Allein damit hat Harnoncourt Aufnahmen geschaffen, die seinen Nachruhm auf Dauer begründen. Ich möchte den Monteverdizyklus von Zurück, mit den Inscenierungen von Ponelle hinzufügen.
Er erweiterte langsam aber stetig sein Repertoire, arbeitete eine Zeitlan mit dem Concertgebouw-Orchester zusammen, machte viel Mozart, der mich bei weitem nicht so ansprach wie seine Zusammenarbeit mit dem concentus.
In einer dritten Phase arbeitete er mit verschiedenen Orchestern ( zB den komplete n Brahms mit den Berliner), dann verstärkt mit dem dem chamber orchestra of europe. Nicht immer hat er spannende Beiträge zur Interpretationsgeschichte geleistet ( sein kompletter Brahms sagt mir gar nicht zu). Aber auch Aufnahmen aus den letzten Jahren zeigen immer wieder den großen Musiker, etwa die Missa Solemnis von Beethoven.
Harnoncourt kann nicht nur auf ein gewaltiges Lebenswerk zurückblicken, sondern sich auch rühmen, einen Paradigmenwechsel eingeleitet zu haben, der die pathosgeschwollene Verkleisterung der Musik, wie sie in den fünfziger Jahren so oft auftauchte, gehörig durchgeschüttelt hat. In seiner Nachfolge sind jede Menge Musiker in Erscheinung getreten, die Musik als lebendigen Beitrag zur heutigen Kultur verstehen, nicht als Schönklang oder Weihespiel.

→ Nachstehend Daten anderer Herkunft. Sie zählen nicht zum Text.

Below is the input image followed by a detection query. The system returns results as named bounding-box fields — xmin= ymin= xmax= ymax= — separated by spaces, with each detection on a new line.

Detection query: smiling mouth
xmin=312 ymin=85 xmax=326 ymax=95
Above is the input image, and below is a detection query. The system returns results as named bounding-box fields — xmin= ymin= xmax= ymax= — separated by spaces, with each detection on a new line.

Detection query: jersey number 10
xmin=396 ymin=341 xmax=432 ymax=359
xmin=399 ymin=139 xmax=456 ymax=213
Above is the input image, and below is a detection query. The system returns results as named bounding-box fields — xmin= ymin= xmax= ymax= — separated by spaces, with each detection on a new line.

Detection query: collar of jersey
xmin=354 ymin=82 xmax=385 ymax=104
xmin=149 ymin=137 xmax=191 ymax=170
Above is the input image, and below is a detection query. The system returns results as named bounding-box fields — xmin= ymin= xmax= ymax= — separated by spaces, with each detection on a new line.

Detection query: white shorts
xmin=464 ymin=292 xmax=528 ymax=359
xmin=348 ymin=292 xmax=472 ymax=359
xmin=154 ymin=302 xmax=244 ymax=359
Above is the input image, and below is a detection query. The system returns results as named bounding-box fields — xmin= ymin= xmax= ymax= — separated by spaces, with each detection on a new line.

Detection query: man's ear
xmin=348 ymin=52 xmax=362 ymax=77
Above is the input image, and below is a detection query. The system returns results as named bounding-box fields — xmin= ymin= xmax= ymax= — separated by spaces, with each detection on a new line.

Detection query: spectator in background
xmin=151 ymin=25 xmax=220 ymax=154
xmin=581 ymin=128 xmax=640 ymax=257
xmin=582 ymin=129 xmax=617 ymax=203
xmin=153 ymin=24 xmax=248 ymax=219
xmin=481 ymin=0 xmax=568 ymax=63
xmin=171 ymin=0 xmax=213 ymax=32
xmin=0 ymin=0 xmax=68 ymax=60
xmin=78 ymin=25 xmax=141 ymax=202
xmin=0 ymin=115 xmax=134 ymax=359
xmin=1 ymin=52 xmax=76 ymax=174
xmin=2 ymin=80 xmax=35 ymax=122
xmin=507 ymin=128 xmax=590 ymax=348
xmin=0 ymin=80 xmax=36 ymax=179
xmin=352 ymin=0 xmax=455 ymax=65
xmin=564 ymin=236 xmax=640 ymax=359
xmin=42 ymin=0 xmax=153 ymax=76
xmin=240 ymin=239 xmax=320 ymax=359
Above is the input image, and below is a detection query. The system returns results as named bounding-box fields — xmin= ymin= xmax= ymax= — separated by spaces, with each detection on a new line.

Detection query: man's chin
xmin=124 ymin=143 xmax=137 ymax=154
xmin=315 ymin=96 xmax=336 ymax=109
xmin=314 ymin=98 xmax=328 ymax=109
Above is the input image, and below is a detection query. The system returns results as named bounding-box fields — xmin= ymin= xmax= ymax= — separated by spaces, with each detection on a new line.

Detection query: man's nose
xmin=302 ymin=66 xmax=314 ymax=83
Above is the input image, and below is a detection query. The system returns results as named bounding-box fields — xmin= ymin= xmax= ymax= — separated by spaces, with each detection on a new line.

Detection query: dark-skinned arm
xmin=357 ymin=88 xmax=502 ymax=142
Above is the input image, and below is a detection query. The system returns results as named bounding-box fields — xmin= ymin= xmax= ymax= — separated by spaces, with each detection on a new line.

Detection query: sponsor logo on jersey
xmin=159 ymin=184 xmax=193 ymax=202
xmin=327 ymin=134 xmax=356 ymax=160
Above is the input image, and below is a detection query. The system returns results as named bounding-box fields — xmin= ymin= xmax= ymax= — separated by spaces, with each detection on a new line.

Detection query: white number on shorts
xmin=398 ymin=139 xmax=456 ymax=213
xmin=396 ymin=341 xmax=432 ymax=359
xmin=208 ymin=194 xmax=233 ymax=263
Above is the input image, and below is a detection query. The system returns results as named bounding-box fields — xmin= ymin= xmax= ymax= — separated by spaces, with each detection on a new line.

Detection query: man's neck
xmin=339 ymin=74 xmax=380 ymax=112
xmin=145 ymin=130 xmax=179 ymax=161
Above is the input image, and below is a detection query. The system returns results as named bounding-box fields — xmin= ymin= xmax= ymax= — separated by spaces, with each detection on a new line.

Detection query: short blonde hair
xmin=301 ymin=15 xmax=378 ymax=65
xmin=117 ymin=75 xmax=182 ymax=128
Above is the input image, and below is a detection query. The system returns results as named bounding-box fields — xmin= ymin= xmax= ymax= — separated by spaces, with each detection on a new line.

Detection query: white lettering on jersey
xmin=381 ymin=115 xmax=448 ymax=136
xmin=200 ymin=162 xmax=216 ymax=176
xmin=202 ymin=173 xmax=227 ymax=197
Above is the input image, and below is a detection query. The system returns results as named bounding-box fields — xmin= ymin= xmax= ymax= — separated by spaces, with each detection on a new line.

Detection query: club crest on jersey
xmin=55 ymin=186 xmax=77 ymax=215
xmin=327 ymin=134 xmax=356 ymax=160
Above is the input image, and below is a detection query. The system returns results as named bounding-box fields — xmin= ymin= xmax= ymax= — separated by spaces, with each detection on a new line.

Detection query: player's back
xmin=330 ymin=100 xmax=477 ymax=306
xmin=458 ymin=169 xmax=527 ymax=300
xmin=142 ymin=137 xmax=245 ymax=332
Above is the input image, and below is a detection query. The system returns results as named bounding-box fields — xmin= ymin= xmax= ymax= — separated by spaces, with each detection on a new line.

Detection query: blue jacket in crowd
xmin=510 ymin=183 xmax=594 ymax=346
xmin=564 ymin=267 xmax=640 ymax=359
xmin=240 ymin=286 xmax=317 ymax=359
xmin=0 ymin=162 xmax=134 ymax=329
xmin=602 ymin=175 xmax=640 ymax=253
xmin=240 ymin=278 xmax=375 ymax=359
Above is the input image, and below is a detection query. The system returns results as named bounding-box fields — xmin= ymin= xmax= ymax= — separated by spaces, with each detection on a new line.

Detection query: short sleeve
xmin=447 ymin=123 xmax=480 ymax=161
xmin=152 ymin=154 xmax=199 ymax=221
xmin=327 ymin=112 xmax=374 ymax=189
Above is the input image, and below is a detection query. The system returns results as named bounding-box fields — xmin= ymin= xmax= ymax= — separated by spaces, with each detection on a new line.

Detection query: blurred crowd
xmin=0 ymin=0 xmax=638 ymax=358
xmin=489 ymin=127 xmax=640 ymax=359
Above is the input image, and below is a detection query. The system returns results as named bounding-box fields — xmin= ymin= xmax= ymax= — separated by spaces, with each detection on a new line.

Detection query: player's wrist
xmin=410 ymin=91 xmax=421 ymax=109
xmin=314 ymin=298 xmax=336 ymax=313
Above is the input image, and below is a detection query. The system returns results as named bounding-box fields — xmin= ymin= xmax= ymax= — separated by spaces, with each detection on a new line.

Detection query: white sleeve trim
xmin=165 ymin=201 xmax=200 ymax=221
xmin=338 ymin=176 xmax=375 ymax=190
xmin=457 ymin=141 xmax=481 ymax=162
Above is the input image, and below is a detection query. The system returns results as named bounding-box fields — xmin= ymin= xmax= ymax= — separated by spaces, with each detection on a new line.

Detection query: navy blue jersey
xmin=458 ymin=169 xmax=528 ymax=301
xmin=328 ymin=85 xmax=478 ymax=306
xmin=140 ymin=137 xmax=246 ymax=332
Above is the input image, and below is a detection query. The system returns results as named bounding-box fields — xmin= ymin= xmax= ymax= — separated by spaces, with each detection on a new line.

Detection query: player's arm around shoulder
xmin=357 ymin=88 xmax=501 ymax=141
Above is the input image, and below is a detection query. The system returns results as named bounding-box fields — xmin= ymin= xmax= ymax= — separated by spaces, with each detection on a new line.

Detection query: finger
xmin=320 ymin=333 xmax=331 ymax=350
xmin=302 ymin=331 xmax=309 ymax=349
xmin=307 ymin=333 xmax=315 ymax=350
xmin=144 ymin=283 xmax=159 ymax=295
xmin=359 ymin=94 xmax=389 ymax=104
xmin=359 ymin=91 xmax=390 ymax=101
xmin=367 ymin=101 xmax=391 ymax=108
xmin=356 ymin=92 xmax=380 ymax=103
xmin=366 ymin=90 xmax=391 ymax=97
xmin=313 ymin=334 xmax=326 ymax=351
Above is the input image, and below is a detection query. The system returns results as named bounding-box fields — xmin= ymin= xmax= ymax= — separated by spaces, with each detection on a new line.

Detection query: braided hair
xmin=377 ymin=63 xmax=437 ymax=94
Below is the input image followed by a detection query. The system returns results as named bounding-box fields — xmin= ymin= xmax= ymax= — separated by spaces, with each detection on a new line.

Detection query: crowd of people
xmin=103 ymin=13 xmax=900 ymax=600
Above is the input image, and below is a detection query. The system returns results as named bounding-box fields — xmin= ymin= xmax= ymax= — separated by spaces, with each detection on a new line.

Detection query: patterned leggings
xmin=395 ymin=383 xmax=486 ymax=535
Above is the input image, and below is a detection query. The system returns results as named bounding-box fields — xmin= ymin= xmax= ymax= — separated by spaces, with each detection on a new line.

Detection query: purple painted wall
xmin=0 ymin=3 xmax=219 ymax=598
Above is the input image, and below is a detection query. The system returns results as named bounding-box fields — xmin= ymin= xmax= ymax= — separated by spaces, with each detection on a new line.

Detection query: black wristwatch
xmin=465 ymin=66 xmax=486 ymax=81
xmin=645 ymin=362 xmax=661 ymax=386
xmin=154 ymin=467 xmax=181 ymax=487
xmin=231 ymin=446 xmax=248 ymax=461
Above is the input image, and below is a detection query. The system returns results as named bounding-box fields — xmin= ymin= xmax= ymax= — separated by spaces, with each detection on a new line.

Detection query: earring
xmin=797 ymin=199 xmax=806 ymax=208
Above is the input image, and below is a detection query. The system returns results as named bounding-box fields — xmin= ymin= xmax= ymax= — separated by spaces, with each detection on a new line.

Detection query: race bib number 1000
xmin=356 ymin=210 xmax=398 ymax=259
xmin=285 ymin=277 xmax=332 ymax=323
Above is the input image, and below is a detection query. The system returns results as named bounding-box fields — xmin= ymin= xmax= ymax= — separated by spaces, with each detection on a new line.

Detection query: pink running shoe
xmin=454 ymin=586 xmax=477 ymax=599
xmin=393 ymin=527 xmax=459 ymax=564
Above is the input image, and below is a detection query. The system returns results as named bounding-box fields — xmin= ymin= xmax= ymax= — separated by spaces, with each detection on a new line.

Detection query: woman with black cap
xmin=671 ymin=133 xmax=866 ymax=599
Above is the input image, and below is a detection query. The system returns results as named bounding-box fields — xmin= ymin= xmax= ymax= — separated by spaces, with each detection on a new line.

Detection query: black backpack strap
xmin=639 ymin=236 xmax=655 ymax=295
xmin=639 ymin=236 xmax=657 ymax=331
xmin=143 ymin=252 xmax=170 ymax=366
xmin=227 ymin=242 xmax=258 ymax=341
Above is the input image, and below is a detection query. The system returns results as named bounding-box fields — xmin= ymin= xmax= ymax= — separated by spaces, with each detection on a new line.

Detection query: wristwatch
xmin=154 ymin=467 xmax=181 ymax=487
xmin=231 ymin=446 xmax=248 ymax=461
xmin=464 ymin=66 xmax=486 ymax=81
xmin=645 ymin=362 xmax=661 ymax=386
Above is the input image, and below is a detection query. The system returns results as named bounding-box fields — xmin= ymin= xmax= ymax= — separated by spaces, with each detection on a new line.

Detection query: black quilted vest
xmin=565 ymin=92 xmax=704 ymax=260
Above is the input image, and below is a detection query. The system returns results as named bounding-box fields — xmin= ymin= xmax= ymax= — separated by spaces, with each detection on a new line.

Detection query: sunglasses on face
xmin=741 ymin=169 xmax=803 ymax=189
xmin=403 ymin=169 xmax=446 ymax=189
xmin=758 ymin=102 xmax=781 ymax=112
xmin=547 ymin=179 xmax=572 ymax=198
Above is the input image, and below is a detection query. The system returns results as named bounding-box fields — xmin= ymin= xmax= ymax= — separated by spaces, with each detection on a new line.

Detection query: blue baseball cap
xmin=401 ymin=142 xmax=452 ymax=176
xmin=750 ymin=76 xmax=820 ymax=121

Auch wenn diese Richtung in der Musik teilweise etwas seltsame Blüten getrieben hat, ist die Frische des Musizieren und die Beschäftigung mit dem historischen Kontext vielen Werken sehr gut bekommen.
Ich will nur ein Beispiel anführen. Der Einsatz von Riesenchören bei der Barockmusik klingt dank dieser Bewegung zur historischen Spielweise heute fast ein wenig abartig.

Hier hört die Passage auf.